The river was mostly invisible behind the shrubs on the left, until it was time to cross over it via a small footbridge.


This took me past Hanwell Cricket Ground and then onto Brent Valley Golf Course, with the path alternating between running across open land and through short stretches of shrubby tunnel.



Returning to the river, I crossed over it again



and followed the opposite bank along a narrow muddy path which passed under the arch of a fallen tree.



Reaching a small weir,



there was a fence across the path (which clearly used to continue next to the river)


so I had to divert up the bank and along Bitterns Field, a reclaimed landfill site,



before descending again to follow the river to Greenford Bridge where I crossed over again. No danger of flooding that day, but I wonder how high the water rose after Storms Ciara and Dennis hit.



Another waymarker now, as I pushed on towards Greenford and Harrow-on-the-Hill,




entering Perivale Park, which appeared to be little more than scrubland between the backs of the houses and the River Brent (over to the right now).



I crossed over Costons Brook (a tributary of the River Brent), 



and the park opened out to be more pleasant with a golf course in the distance. Following the path in the opposite direction I could hear lots of bird calls and realised that there were quite a few ring-necked parakeets in the trees, including this one that might have been nesting here.



My instructions tell me to go past a bowling green, but the land appears to have been repurposed since they were written.



Then I passed something not mentioned in my directions, a bench dedicated to session musician Nicky Hopkins, who played with The Rolling Stones, The Kinks and The Who among others.



Leaving Perivale Park, I crossed the A40 (London to Oxford) via a footbridge



and entered Cayton Green Park, in reality a path between two fences 



running round some football and rugby pitches.



The next 'highlight' was Westway Cross Shopping Park



where Section 8 of the Ring ends and Section 9 begins. I ducked into the tunnel under the access road to the Shopping Park, and passed through Paradise Fields Wetlands en route to the Grand Union Canal. 



I followed the very good towpath down to Ballot Box Bridge 



where I crossed the canal 



to the opposite bank. I had a choice of routes now, the main route through the woods to Horsenden Hill, or an alternative route via the Visitor Centre and a trail of wooden sculptures that double as seats. I chose the alternative route, attracted by those seats, and plonked myself down on a narrowboat for lunch.
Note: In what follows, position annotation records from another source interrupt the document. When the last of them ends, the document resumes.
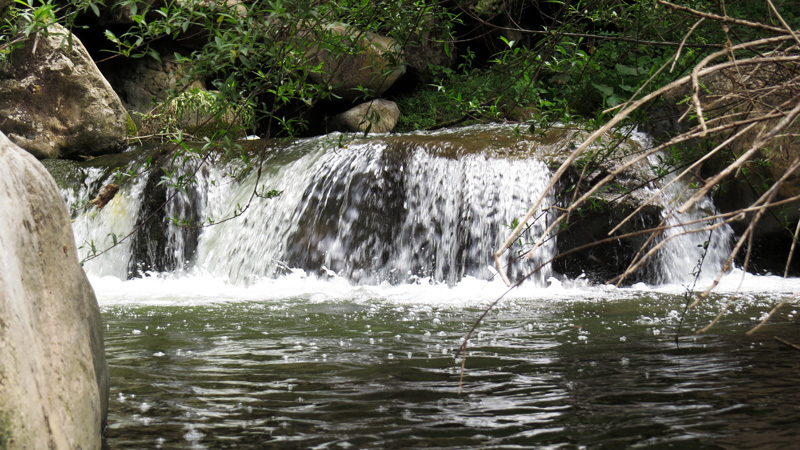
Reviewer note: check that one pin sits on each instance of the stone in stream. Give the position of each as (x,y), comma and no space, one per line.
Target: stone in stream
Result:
(55,103)
(53,373)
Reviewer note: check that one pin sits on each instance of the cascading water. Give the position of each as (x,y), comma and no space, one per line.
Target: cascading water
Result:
(374,212)
(691,250)
(392,209)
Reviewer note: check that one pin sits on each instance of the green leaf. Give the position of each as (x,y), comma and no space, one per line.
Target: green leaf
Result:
(626,70)
(606,90)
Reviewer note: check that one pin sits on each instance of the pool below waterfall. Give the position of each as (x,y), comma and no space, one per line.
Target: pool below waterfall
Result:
(335,366)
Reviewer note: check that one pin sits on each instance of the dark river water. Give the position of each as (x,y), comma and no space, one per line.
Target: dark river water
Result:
(298,373)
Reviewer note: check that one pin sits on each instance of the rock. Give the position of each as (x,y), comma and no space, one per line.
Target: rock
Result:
(53,373)
(143,83)
(376,116)
(368,67)
(55,103)
(428,47)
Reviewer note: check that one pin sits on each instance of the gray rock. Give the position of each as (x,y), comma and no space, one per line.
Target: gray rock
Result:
(53,373)
(377,116)
(371,64)
(55,103)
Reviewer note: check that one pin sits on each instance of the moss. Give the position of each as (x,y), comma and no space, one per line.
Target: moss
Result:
(6,432)
(130,126)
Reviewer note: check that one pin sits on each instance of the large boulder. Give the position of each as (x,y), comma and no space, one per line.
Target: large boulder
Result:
(376,116)
(144,83)
(365,64)
(53,372)
(55,103)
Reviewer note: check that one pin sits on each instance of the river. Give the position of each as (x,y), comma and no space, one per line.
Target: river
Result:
(304,363)
(330,316)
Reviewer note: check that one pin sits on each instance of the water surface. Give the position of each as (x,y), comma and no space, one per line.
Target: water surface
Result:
(598,370)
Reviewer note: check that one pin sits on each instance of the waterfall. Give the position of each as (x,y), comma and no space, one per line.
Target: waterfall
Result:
(373,211)
(425,207)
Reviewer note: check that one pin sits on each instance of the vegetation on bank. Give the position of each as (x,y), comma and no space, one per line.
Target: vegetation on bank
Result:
(516,60)
(595,64)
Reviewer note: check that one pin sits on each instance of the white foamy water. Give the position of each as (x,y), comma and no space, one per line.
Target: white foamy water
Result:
(414,222)
(201,289)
Once past the Visitor Centre and in the woods, I came across a Gruffalo trail.



I was slightly tempted to explore further but decided not to, and then discovered that my path took me past Mouse and Snake anyway




before starting the climb up Horsenden Hill.



I could almost believe that this wasn't London, but then the trees opened up to reveal this view, and destroy the illusion.



A final flight of steps



brought me out on to the summit of Horsenden Hill, 



a very wide, flat summit which conceals a disused reservoir. I detoured over to the trig point,



checked out the signpost, 



and headed off down the other side on a pleasant path through the oaks trees of Horsendon Wood



with more parakeets overhead and squirrels scampering from tree to tree.

I hit suburbia again at the bottom of the hill, then turned away briefly to follow the path beside a stream (or drainage channel) which took me onto main roads and to Sudbury Hill tube station.